Interest Rate Roundup

Friday, February 01, 2008

The bond insurer ratings saga continues ... oh wait, I already used that headline

This time, it's Moody's that is weighing in with the threat of downgrades ...

From Bloomberg:

Moody's Investors Service may downgrade some bond insurers in the next few weeks as it reassesses the extent of losses from subprime mortgage securities.

The industry review will be completed by late February and ratings may be cut on some companies earlier if they can't raise capital, New York-based Moody's said in a report designed to answer "frequently asked questions'' by investors.

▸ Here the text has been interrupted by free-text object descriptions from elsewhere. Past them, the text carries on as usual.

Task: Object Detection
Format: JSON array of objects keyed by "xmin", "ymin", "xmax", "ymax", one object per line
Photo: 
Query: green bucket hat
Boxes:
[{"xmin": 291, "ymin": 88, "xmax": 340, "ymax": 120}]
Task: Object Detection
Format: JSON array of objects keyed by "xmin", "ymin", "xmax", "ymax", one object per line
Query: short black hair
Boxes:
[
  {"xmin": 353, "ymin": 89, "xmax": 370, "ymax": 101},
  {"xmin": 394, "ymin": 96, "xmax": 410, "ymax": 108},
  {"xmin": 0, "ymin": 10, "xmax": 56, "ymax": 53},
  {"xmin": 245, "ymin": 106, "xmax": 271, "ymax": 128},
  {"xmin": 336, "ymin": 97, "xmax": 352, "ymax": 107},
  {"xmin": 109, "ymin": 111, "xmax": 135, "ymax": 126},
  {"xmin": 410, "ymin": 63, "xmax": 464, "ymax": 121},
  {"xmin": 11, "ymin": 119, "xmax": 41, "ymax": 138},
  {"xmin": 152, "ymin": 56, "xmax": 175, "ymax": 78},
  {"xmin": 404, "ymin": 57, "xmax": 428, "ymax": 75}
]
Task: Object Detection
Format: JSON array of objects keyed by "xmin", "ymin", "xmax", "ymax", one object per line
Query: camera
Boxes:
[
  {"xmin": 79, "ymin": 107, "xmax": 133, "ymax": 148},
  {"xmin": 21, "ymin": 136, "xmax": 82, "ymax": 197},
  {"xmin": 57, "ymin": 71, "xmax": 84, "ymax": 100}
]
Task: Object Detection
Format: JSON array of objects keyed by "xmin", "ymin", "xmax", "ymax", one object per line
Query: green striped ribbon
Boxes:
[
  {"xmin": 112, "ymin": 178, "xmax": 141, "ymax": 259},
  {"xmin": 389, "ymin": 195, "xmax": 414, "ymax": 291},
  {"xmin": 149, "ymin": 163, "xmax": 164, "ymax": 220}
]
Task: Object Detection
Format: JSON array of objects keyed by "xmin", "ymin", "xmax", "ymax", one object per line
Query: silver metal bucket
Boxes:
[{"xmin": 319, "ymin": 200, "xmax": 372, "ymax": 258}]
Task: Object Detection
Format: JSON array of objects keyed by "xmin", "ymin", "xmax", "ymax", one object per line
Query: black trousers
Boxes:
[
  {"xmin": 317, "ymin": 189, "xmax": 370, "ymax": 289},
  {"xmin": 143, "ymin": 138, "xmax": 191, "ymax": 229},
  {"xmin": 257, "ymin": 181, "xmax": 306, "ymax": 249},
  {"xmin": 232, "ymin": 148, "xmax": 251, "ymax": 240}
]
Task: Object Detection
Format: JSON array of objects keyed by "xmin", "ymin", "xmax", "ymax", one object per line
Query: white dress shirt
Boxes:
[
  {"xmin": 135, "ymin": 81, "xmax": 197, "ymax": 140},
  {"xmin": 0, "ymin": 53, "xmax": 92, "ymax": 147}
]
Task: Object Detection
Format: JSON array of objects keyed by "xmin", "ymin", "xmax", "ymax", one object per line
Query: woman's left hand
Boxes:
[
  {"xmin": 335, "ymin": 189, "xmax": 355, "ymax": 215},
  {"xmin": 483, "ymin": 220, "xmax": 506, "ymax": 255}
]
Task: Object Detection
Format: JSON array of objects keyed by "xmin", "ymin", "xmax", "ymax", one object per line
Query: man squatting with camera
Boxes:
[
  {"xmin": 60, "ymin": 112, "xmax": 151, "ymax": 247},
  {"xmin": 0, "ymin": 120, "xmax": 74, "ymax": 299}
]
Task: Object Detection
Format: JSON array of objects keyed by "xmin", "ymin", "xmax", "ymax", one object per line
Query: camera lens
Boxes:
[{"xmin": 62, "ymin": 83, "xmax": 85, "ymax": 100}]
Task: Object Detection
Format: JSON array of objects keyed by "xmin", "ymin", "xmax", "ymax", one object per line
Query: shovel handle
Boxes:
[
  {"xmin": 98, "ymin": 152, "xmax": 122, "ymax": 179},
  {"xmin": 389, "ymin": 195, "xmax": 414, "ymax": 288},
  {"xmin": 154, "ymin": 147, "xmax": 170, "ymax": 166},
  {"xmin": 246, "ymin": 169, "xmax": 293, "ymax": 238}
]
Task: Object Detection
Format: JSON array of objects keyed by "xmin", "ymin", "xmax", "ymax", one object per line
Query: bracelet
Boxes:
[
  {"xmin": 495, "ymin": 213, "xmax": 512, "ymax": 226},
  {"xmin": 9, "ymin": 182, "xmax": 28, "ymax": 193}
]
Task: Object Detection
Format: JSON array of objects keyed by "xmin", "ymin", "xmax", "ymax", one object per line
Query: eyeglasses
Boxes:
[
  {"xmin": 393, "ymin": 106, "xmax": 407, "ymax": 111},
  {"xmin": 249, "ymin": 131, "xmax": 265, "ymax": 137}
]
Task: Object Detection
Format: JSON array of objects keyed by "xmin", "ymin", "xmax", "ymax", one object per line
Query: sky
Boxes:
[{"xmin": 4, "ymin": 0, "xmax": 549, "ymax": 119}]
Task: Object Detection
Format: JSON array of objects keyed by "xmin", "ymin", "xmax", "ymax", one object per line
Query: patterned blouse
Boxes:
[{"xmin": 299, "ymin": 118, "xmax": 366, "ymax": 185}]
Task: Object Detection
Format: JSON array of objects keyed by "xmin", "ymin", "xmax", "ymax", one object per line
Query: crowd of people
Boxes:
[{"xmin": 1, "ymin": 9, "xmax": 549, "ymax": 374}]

"Our estimate of capital needed to support the mortgage- related risk of some guarantors has risen significantly,'' Moody's analysts led by Stanislas Rouyer said in a report dated yesterday.

MBIA Inc. and Ambac Financial Group Inc., the world's largest bond insurers, reported a combined loss of $5.5 billion in the fourth quarter after a slump in the value of their guarantees on subprime-mortgage securities. Moody's said it may cut each of the companies' AAA bond insurer credit ratings.

"In order to retain their Aaa ratings, financial guarantors need an adequate level of capital, a risk management and underwriting framework commensurate with that capital, and a viable business plan,'' Moody's said. "If one of these characteristics is judged by Moody's to be inadequate, we would expect to lower the rating.''

Meanwhile, CNBC reports that the bailout brigade is trying to ride to the rescue of the bond insurance industry.